Inman for the daily residential brief and tool reviews, Mike DelPrete for strategic context on brokerage economics, and Techpresso for the cross-industry AI news that real estate publications will report on a week later. All three are free and complement each other. Add NAR Tech & Innovation if you want a vendor-neutral, official channel.
Where do PropTech founders read AI news?
Mike DelPrete first, for strategy. The Information for funding and deal news at the top of the stack. Bisnow and The Real Deal for industry context. Inman to track what residential agents are actually paying for. Techpresso to keep pace with the underlying AI tech that PropTech products are built on top of.
Is AI valuation accurate enough to replace appraisers?
Not for the long tail. AVMs and AI valuation models work reasonably well on standard suburban housing stock in high-volume markets. They miss badly on unique properties, distressed assets, commercial buildings, and anything in low-volume markets. Lenders still rely on human appraisers for most regulated transactions. Treat AI valuations as a starting point, not a verdict.
Do AI listing tools actually help agents close more deals?
The honest answer is that AI saves agents time on copywriting, photo enhancement, and follow-up sequences. That time gets spent on more client conversations and showings, which is where most deals are won. AI does not directly produce more closings. It produces more capacity, and the agents who use that capacity well close more deals.
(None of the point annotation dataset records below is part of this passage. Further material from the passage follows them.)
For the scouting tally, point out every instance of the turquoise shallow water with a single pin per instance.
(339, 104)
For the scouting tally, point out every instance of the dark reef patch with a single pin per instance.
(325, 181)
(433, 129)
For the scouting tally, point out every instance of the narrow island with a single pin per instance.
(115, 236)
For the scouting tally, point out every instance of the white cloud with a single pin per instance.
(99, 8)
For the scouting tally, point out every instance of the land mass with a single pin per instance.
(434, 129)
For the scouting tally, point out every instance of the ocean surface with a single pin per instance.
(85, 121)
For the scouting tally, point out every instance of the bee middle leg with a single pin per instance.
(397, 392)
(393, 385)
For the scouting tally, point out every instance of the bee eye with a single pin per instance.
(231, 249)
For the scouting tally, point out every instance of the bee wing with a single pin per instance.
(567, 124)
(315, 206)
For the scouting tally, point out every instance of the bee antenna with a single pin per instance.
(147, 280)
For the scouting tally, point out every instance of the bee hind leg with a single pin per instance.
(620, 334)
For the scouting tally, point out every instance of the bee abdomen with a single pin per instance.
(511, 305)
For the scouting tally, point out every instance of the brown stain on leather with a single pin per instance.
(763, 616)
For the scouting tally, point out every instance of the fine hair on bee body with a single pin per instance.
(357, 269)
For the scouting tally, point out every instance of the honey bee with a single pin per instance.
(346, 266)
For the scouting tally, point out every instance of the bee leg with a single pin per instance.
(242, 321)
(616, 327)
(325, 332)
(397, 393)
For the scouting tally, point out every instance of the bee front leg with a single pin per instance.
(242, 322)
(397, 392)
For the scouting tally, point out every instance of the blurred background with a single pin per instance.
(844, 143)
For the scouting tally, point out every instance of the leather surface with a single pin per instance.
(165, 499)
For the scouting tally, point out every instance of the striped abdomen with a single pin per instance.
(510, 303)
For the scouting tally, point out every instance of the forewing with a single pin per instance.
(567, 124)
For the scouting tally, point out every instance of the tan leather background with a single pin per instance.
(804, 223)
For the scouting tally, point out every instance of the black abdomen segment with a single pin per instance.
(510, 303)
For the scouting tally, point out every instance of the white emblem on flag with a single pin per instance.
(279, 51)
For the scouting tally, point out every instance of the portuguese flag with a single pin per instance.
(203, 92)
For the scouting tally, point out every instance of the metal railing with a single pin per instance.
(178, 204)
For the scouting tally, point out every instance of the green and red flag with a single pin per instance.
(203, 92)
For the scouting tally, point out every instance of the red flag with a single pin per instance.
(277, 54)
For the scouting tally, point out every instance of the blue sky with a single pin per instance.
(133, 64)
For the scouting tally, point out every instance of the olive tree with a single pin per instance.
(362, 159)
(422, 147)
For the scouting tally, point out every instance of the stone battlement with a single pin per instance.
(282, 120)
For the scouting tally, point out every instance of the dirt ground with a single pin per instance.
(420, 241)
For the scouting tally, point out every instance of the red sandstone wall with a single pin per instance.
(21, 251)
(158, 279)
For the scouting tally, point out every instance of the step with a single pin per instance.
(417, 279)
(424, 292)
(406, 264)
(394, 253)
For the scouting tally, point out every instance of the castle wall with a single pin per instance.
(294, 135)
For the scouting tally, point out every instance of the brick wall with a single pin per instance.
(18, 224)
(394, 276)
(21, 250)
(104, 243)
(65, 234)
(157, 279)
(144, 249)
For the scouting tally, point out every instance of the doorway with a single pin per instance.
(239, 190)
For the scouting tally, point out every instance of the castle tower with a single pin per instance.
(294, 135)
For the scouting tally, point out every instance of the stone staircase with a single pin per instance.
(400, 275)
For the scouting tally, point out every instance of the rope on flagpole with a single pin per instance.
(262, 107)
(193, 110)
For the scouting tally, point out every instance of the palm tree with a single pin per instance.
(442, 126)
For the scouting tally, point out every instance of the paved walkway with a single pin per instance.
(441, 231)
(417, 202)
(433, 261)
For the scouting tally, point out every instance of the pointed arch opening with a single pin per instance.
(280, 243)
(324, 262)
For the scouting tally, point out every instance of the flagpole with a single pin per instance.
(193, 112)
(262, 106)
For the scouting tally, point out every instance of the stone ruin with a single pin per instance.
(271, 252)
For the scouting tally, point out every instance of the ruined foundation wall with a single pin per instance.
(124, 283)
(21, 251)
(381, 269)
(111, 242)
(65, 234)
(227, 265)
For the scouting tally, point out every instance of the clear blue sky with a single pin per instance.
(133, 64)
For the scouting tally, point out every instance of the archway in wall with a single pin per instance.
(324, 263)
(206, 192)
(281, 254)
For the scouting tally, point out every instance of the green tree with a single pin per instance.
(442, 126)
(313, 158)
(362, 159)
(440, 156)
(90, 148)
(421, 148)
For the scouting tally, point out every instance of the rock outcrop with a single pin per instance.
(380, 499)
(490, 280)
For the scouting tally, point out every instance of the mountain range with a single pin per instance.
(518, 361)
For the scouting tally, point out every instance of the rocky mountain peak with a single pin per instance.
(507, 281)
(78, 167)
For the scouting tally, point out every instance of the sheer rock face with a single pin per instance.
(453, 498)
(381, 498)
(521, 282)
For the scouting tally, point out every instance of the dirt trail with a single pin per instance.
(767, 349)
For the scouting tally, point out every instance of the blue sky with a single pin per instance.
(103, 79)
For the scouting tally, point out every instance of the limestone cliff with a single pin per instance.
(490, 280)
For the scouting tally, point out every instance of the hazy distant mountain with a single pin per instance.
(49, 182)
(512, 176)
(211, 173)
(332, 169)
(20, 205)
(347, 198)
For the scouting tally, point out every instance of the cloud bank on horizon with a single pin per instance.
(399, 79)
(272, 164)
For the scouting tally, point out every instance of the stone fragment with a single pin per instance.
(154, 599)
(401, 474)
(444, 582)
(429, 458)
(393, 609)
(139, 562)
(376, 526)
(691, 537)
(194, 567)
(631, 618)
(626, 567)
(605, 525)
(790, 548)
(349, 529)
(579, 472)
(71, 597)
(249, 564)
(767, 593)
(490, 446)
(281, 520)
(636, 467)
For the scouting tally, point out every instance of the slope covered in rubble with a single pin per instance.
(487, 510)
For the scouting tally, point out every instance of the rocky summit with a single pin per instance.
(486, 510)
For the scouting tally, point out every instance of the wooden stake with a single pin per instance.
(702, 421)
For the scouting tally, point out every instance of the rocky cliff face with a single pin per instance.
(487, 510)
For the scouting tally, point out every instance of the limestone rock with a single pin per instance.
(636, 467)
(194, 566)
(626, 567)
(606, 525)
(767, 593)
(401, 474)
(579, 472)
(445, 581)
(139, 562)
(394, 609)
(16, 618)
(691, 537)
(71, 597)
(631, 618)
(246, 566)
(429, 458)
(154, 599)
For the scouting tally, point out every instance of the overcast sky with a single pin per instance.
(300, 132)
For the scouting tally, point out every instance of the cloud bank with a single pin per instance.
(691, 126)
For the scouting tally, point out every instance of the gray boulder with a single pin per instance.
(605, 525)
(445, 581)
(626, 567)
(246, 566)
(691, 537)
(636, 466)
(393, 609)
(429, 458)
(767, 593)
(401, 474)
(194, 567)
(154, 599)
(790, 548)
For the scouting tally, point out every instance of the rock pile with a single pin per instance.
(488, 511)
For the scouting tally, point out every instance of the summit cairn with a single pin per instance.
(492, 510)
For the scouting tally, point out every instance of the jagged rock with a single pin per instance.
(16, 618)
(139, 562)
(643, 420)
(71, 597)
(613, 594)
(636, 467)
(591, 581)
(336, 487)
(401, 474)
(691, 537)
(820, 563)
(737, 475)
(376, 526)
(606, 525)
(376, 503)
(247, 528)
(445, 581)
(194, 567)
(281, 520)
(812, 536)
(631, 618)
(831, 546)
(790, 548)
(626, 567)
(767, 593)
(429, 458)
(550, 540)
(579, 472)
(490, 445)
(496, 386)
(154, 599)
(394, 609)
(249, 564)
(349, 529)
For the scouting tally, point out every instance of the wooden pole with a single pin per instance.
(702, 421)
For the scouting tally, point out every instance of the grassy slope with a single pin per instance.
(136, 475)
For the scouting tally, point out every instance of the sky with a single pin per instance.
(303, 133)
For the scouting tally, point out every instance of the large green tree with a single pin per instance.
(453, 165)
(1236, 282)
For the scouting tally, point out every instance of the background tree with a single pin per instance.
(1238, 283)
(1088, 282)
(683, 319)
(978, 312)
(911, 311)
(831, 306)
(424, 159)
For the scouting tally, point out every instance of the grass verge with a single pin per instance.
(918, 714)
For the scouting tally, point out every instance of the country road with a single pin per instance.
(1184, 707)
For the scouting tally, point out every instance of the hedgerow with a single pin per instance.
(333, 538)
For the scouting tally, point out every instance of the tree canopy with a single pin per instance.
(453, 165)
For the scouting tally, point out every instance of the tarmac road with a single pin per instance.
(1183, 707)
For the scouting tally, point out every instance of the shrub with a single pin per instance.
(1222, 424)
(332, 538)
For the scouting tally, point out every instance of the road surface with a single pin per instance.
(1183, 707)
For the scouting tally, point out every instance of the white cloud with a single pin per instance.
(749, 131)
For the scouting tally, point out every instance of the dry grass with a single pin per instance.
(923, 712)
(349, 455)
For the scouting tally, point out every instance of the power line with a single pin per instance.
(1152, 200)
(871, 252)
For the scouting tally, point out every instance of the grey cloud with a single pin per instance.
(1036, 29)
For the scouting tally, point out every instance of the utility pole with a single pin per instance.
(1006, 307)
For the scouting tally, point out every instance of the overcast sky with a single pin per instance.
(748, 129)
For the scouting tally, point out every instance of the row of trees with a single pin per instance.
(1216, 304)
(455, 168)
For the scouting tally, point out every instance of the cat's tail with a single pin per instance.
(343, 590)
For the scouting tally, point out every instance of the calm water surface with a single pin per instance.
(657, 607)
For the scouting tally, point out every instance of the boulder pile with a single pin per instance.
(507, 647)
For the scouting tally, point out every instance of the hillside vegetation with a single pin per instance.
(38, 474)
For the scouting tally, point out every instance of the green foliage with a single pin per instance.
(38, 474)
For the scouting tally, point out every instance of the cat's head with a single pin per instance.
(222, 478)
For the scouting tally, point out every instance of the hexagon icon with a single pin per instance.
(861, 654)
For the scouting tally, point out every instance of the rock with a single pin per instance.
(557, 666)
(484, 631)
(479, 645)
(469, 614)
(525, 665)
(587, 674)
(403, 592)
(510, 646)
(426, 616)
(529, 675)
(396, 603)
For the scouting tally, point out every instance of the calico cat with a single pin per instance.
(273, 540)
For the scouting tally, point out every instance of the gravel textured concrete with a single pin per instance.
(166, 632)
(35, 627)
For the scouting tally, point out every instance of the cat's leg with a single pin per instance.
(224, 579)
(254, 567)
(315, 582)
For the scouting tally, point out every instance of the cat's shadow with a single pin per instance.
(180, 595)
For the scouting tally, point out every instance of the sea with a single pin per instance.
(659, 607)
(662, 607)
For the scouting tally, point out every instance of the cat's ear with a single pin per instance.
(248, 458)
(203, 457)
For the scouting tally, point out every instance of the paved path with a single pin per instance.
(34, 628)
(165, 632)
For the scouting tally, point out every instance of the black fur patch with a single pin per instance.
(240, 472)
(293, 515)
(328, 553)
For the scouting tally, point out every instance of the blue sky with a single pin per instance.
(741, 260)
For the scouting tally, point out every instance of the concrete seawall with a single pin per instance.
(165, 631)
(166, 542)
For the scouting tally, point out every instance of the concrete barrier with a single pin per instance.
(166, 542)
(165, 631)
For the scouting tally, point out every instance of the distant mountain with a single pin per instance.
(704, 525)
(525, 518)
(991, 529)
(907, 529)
How is AI changing commercial real estate?
The biggest shift is data center demand. AI training and inference workloads are driving unprecedented spending on industrial land, power infrastructure and cooling. Beyond data centers, AI is being adopted across CRE for underwriting, tenant screening, lease abstraction, predictive maintenance and portfolio analytics. Bisnow and The Real Deal cover both threads in depth.